Blood marker may predict the spread of prostate cancer
Researchers report finding a new blood biomarker that enables close to 98% accuracy in predicting the spread of prostate cancer to regional lymph nodes.
When cancer spreads beyond a solid tumor, it often does so at a microscopic level that typically cannot be identified by conventional imaging methods such as CT scans. The new blood test measures levels of endoglin, a plasma biomarker that has been previously shown to predict the spread of colon and breast cancer. In this study, researchers concluded for the first time that endoglin could help predict whether a patient’s prostate cancer would spread beyond the solid tumor site into their lymph nodes.

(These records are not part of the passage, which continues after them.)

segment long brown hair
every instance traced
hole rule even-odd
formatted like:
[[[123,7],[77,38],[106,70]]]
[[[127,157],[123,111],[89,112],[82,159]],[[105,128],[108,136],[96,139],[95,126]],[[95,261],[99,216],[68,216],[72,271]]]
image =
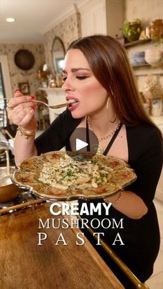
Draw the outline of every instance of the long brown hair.
[[[116,39],[93,35],[72,42],[68,50],[70,49],[79,49],[83,52],[95,77],[108,92],[122,123],[154,126],[144,110],[126,51]]]

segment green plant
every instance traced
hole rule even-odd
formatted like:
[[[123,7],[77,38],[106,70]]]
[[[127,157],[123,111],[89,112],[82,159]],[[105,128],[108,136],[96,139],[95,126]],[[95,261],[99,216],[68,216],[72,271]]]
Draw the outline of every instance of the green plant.
[[[122,30],[129,41],[137,40],[142,30],[141,20],[137,18],[133,22],[124,21]]]

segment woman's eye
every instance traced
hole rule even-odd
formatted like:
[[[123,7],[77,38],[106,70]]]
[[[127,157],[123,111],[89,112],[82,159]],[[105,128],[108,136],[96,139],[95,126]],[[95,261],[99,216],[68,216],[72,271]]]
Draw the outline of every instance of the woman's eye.
[[[67,77],[62,77],[62,81],[66,81]]]
[[[88,77],[76,77],[77,78],[77,79],[83,80],[83,79],[86,79]]]

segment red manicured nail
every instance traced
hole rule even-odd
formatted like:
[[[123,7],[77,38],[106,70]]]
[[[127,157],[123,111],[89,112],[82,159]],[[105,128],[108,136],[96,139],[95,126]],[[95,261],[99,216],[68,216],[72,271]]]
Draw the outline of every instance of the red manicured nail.
[[[21,91],[20,91],[20,90],[19,89],[15,89],[15,93],[16,93],[16,92],[20,92]]]

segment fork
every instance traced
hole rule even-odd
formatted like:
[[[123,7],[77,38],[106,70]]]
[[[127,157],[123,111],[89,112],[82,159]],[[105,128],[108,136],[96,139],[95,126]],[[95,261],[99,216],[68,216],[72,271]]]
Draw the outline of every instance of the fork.
[[[8,99],[6,97],[3,97],[3,99],[0,99],[0,100],[1,99]],[[49,104],[46,103],[44,101],[42,101],[41,100],[37,100],[37,99],[31,99],[30,101],[33,101],[33,102],[39,102],[40,103],[44,104],[45,106],[48,106],[48,108],[52,108],[52,109],[56,109],[56,108],[64,108],[65,106],[66,106],[68,105],[67,102],[61,102],[59,103],[56,103],[54,106],[49,106]]]

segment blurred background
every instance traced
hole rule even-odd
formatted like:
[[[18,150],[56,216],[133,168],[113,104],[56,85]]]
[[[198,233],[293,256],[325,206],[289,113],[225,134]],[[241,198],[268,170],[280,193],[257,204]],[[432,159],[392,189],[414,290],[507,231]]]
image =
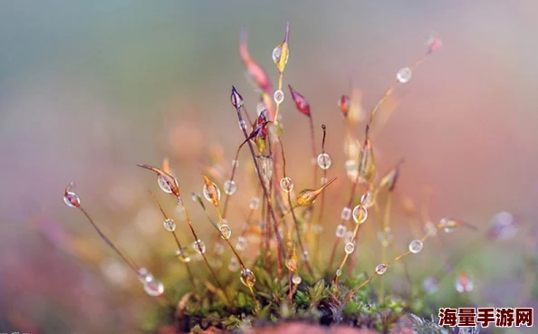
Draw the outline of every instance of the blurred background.
[[[419,210],[428,186],[434,221],[458,217],[479,231],[443,235],[425,244],[421,259],[408,259],[418,284],[442,270],[440,257],[472,243],[459,264],[475,280],[466,302],[536,305],[528,265],[536,256],[530,231],[538,215],[535,1],[4,1],[0,331],[110,333],[152,325],[155,301],[83,216],[65,206],[63,189],[74,181],[96,222],[165,285],[186,284],[147,192],[157,190],[155,177],[135,164],[160,166],[168,157],[183,192],[201,192],[209,153],[222,149],[229,164],[241,142],[231,85],[253,113],[258,100],[239,58],[239,31],[246,28],[251,54],[274,83],[271,53],[286,22],[284,84],[306,97],[318,129],[327,125],[329,175],[342,181],[337,100],[352,83],[353,103],[370,110],[398,70],[427,50],[429,34],[438,33],[441,51],[399,87],[389,101],[398,108],[375,135],[381,172],[406,158],[394,205],[395,243],[405,250],[412,234],[414,218],[401,204],[412,201]],[[288,174],[302,189],[311,182],[308,121],[284,92]],[[358,125],[353,133],[361,138],[362,131]],[[239,177],[234,200],[246,207],[255,192]],[[322,222],[327,247],[348,192],[342,184],[331,190]],[[187,202],[194,219],[201,218]],[[163,203],[172,215],[173,204]],[[481,237],[502,211],[517,224],[516,235]],[[232,227],[242,226],[241,216],[232,213]],[[206,221],[197,224],[209,235]],[[360,240],[360,263],[379,261],[372,231]],[[440,306],[459,302],[457,272],[447,273],[445,288],[432,297]]]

“For prostate cancer, we have hit the limit of our ability to classify risk in these patients before initial surgery. We currently use prostate specific antigen, Gleason grade and a rectal exam, but the predictive value of those three tests is inadequate for predicting what cancers will spread. Conventional imaging modalities used for clinical staging in prostate cancer are inadequate to detect small but clinically significant lymph node metastases.” said study author Shahrokh F. Shariat, MD, chief urology resident at the University of Texas Southwestern Medical Center.
This study is published in the March 1 issue of Clinical Cancer Research, a journal of the American Association for Cancer Research.